Yo no sé, no. Pedro se acordaba estando en la casa de su tía Ana, donde entre otras cosas le llamaba la atención una gran concha marina, arriba de un mueble. Él le preguntaba a su tía qué era y ella se la acercaba a la oreja y le decía: “Sentí, es el ruido del mar”. A él le encantaba no sólo el sonido sino que pronuncien la palabra «concha». Al tiempo fue a Mar del Plata, no tanto de vacaciones. En realidad él sí, pero los padres fueron a trabajar la temporada, mientras él, por las mañanas, se quedaba mirando el mar y se imaginaba que tenía el sonido del mar pegadito a la oreja.

Estando ya en su barrio de la zona sur de Rosario, le contaba a Manuel el sonido del mar. Manuel vivía soñando con estar cerca del Atlántico. Una vez jugando un picado una tarde de enero donde el calor no aflojaba, Manuel se queda quieto agarrándose la oreja. Pensamos que había recibido un codazo, nos acercamos y le preguntamos qué le pasaba y él no respondía, hasta que de pronto nos dice: “Shhh, no hagan ruido que estoy sintiendo el sonido del mar, trato de imaginármelo así se me pasa el calor y puedo seguir corriendo”. En realidad era lo único que hacía ¡correr! Y fue así que se recuperó y empezó de nuevo a correr todas las pelotas. Y cuando íbamos al arroyo nos acercábamos a la cascadita del bañado Los Ángeles, él decía: “Si es agua salada, en una de esas sentimos el ruido del mar”.

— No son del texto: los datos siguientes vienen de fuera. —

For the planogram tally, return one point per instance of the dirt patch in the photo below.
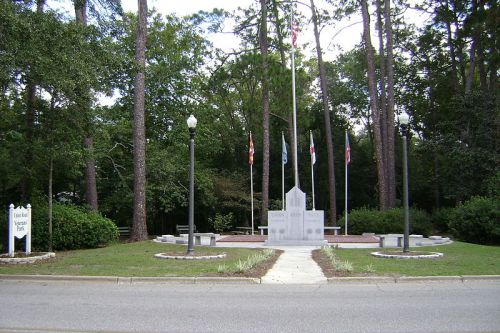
(258, 271)
(328, 270)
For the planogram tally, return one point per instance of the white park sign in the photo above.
(19, 226)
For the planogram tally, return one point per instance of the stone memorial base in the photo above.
(296, 226)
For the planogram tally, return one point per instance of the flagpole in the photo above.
(346, 187)
(251, 152)
(295, 164)
(283, 172)
(251, 190)
(312, 168)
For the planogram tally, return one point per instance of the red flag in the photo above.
(347, 150)
(250, 150)
(295, 31)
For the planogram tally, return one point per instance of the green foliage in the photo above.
(388, 221)
(441, 218)
(338, 265)
(73, 228)
(221, 223)
(477, 221)
(243, 266)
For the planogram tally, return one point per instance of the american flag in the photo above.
(312, 150)
(295, 32)
(347, 150)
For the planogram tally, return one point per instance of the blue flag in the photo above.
(284, 154)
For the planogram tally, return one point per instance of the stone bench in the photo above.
(124, 232)
(184, 228)
(197, 238)
(335, 229)
(398, 237)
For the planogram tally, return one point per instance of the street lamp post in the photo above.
(403, 120)
(191, 121)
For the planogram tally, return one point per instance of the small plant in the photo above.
(329, 252)
(369, 268)
(221, 223)
(343, 266)
(253, 260)
(222, 269)
(242, 266)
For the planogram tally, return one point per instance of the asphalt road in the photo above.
(30, 306)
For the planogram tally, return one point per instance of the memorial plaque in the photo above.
(295, 225)
(19, 226)
(20, 221)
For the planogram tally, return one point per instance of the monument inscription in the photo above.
(296, 225)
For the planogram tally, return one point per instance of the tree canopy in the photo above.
(55, 74)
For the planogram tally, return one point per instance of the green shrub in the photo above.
(477, 221)
(441, 218)
(388, 221)
(221, 223)
(72, 228)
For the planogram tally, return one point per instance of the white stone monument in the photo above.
(296, 225)
(19, 226)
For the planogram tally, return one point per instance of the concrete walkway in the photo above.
(295, 266)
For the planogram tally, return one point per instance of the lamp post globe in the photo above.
(404, 120)
(191, 122)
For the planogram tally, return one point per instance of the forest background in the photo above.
(58, 141)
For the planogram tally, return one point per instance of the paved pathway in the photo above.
(295, 266)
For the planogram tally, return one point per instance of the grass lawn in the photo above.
(132, 259)
(459, 259)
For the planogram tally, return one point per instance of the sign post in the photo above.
(19, 226)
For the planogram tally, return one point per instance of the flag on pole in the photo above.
(295, 32)
(284, 153)
(250, 150)
(347, 150)
(312, 150)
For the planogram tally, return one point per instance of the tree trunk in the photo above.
(265, 112)
(472, 52)
(30, 126)
(328, 126)
(451, 46)
(51, 172)
(88, 141)
(389, 114)
(372, 87)
(285, 100)
(139, 228)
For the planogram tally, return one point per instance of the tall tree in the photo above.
(263, 42)
(326, 112)
(382, 100)
(88, 141)
(139, 228)
(30, 124)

Con el tiempo algunos compañeros se iban a Gesell, que estaba de moda y que tenía una aureola hippie y juvenil. Los cumpas que fueron le agregaban el sonido de sus sueños al dulce ruido de mar. Pedro tardó en volver a escuchar ese sonido y siempre pensaba en que por una decisión política y social, el acceso a nuestras playas se hizo popular, dejando de ser exclusivo para una minoría.

Manuel cumplió su sueño y se fue a vivir a Mar del Plata. Supimos que allí trabaja remándola como puede. ¡Y bueno, por lo menos no tiene que fingir con la mano en la oreja el estar sintiendo el mar!, me dice Pedro. Y sabes qué –prosigue–, en eso también la tenemos que pelear, que el que quiera pueda ir a nuestras playas o el que elige las montañas también, que vuelva a ser un deseo al alcance de todos. Algunos se quedarán con el silencio de las alturas y otros, como yo, con sentir el ruido del mar y sus espumas que acarician una frase en la arena que diga: ¡Aquí desembarcan nuestros sueños!